Treatment of Hyperkalemia
For elevated potassium, immediately assess severity and ECG changes, then proceed with a three-step approach: (1) stabilize cardiac membranes with IV calcium, (2) shift potassium into cells with insulin/glucose and beta-agonists, and (3) eliminate potassium from the body with diuretics, potassium binders, or hemodialysis. 1
Severity Classification and Initial Assessment
- Mild hyperkalemia: 5.0-5.9 mEq/L 1, 2
- Moderate hyperkalemia: 6.0-6.4 mEq/L 1, 2
- Severe hyperkalemia: ≥6.5 mEq/L (life-threatening) 1, 2
ECG changes (peaked T waves, flattened P waves, prolonged PR interval, widened QRS) mandate urgent treatment regardless of the potassium level. 1, 2 These cardiac manifestations indicate imminent risk of fatal arrhythmias and take priority over laboratory values alone. 3
Before initiating aggressive treatment, exclude pseudo-hyperkalemia from hemolysis or improper blood sampling by repeating the measurement with appropriate technique or arterial sampling. 4, 2
Step 1: Cardiac Membrane Stabilization (Immediate - Within 1-3 Minutes)

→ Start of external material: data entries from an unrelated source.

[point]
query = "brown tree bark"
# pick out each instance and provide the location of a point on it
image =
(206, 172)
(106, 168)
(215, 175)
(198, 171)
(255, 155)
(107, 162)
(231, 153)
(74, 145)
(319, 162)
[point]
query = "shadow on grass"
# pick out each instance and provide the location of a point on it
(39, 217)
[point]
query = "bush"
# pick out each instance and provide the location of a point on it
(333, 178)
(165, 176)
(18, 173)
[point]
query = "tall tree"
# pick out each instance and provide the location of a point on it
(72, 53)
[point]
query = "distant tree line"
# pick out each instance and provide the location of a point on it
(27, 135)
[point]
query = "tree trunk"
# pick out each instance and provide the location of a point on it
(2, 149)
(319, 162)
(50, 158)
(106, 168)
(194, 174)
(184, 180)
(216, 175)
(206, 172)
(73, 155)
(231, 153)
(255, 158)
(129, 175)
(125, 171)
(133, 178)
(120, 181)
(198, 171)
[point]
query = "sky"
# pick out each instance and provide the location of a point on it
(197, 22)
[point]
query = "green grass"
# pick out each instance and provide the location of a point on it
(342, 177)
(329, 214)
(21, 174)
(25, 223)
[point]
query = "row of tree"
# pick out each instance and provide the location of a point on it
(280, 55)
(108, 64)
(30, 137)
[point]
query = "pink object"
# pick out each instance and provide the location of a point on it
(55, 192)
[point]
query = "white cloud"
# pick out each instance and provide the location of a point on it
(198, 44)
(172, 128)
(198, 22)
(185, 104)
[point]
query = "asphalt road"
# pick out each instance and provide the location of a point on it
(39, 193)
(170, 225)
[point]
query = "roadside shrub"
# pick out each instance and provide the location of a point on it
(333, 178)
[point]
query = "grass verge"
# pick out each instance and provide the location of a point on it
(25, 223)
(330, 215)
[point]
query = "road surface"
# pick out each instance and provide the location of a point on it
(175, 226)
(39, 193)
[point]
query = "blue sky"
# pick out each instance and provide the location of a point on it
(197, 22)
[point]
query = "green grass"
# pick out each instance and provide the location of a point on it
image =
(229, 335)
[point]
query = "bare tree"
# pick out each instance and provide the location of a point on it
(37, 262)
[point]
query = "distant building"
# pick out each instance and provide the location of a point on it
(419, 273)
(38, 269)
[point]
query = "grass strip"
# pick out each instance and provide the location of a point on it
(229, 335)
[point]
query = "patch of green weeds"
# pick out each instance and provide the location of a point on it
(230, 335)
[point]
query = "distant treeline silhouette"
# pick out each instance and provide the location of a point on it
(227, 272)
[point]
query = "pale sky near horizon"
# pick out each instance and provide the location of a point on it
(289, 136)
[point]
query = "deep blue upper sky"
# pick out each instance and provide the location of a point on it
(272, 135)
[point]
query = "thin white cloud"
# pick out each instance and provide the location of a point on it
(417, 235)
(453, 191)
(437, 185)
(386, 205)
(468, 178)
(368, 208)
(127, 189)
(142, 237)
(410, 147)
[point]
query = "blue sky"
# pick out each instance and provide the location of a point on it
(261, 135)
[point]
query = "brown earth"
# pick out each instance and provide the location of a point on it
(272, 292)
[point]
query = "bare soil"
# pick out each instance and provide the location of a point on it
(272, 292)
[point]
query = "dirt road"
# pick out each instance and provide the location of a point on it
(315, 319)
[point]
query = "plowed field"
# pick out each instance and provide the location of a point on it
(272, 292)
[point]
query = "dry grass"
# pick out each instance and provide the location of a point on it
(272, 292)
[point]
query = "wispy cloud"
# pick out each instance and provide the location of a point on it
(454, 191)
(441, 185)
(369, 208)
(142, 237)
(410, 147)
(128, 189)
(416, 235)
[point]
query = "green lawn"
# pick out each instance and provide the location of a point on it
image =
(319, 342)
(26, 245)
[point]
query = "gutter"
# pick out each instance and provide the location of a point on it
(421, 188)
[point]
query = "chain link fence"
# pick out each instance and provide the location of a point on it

Administer IV calcium first in any patient with ECG changes or severe hyperkalemia (≥6.5 mEq/L). 1
Preferred option:
- Calcium chloride 10%: 5-10 mL (500-1000 mg) IV over 2-5 minutes 1, 2
- Provides more rapid increase in ionized calcium than calcium gluconate, making it more effective in critically ill patients 2
- Must be given through central venous catheter when possible, as extravasation through peripheral IV causes severe tissue injury 2
Alternative option:
Critical caveat: Calcium does NOT lower serum potassium—it only protects against arrhythmias by stabilizing cardiac membranes. 1, 2 Effects begin within 1-3 minutes but last only 30-60 minutes, so you must proceed immediately to Steps 2 and 3. 1, 2 Monitor heart rate during administration and stop if symptomatic bradycardia occurs. 2
Step 2: Shift Potassium Into Cells (Onset 15-30 Minutes, Duration 4-6 Hours)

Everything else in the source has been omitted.